# help making legs for milk stool



## lone wolf (Oct 28, 2009)

I cut red cedar log in half and now want to driil holes and put white oak saplings for legs what size hole 1.5 ya think and does anyone know another way to make legs?


----------



## Longshot (Oct 29, 2009)

Rather than saplings, which will tend to flex, you might try splitting out some sections -longer than needed [easier to hold], and shave them down with a drawknife.
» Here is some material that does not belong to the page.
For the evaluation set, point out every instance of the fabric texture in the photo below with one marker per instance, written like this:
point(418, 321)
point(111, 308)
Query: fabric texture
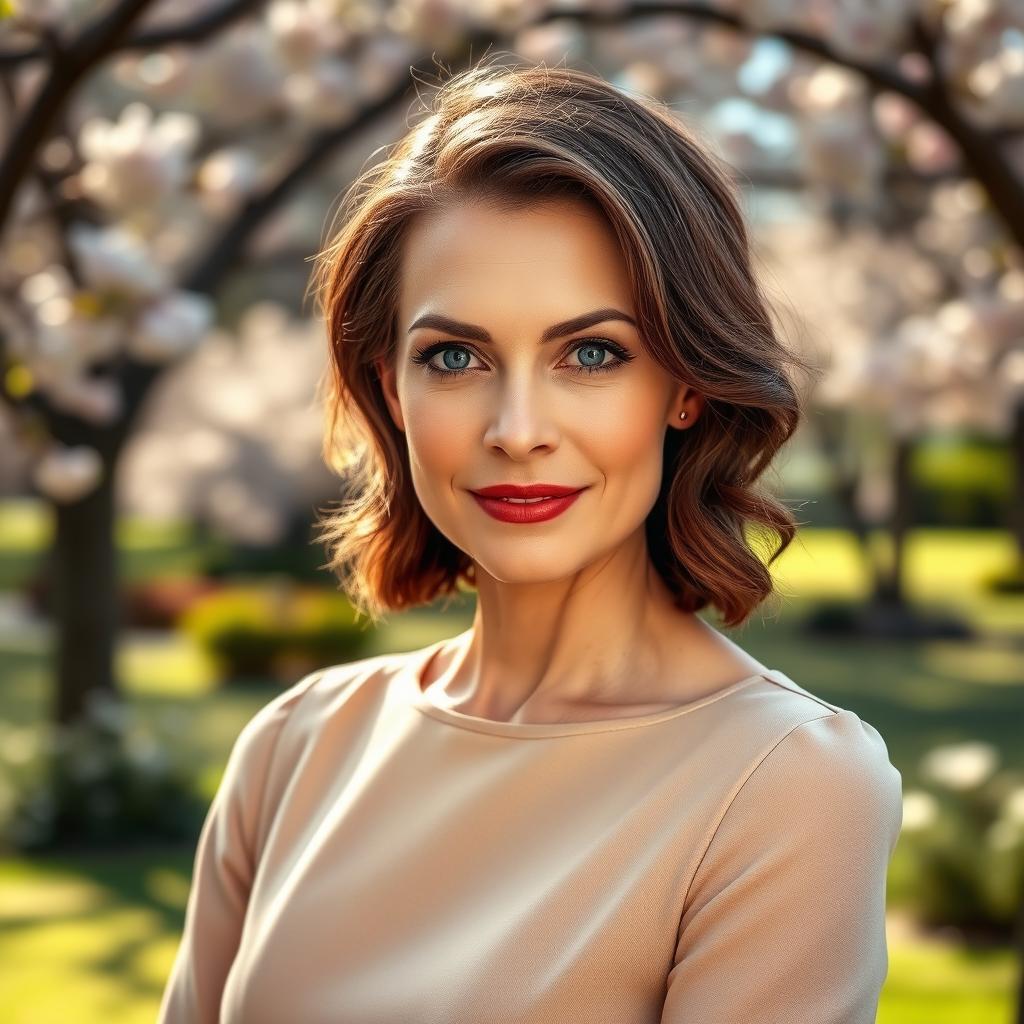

Use a rasp to final shape/size the tenons.
Note: Tho the bench can be somewhat green, the leg stock wants to be fairly dry [read: seasoned] before fitting and wedging.


----------



## qweesdraw (Nov 11, 2009)

This may help.
http://www2.mcdaniel.edu/Chemistry/WOOD/logbench.htm
You can also cut tenons with a hole saw (ID of the saw will be your mortise hole),use a Japanese pull saw to cut the outsides off. 
or
Use a table belt sander,drill a 1.5 hole in a scrap 2x4 keep spinning until it fits.
A Forsner bit cuts a cleaner hole than a paddle bit,for your seat.(both will work)
or
Ship them to me both ways i will cut you shouldered tenons with my tenon cutters 1.5 or 2 inch.(free).1.5 inch should work fine on something small.
(I can cut 4 tenon legs in under 3 minutes)
If you are going through the seat, slice your tenon with a bow saw glue the (OD -ID),GLUE the wedge tap it in,cut it off. 
or
You can 3/8 dowel the tenon @ a 45 not going though the seat.(hardwood)
Is the wood seasoned?/is your wood going to check.(crack)
A mixture of candle ends or wax and paint thinner on the ends.(it takes a few days to mush) 
If you make it properly it will take about 3 x longer than you thought.(to make)
BUT if not left outdoors it should outlast your great grand children.(if cared for)
Mark
P.S. Let me know if you have anymore ??
hope i helped ya!


----------



## lone wolf (Nov 13, 2009)

*milk stool*



qweesdraw said:


> This may help.
> http://www2.mcdaniel.edu/Chemistry/WOOD/logbench.htm
> You can also cut tenons with a hole saw (ID of the saw will be your mortise hole),use a Japanese pull saw to cut the outsides off.
> or
> ...


thanks for the help very good info .lone wolf


----------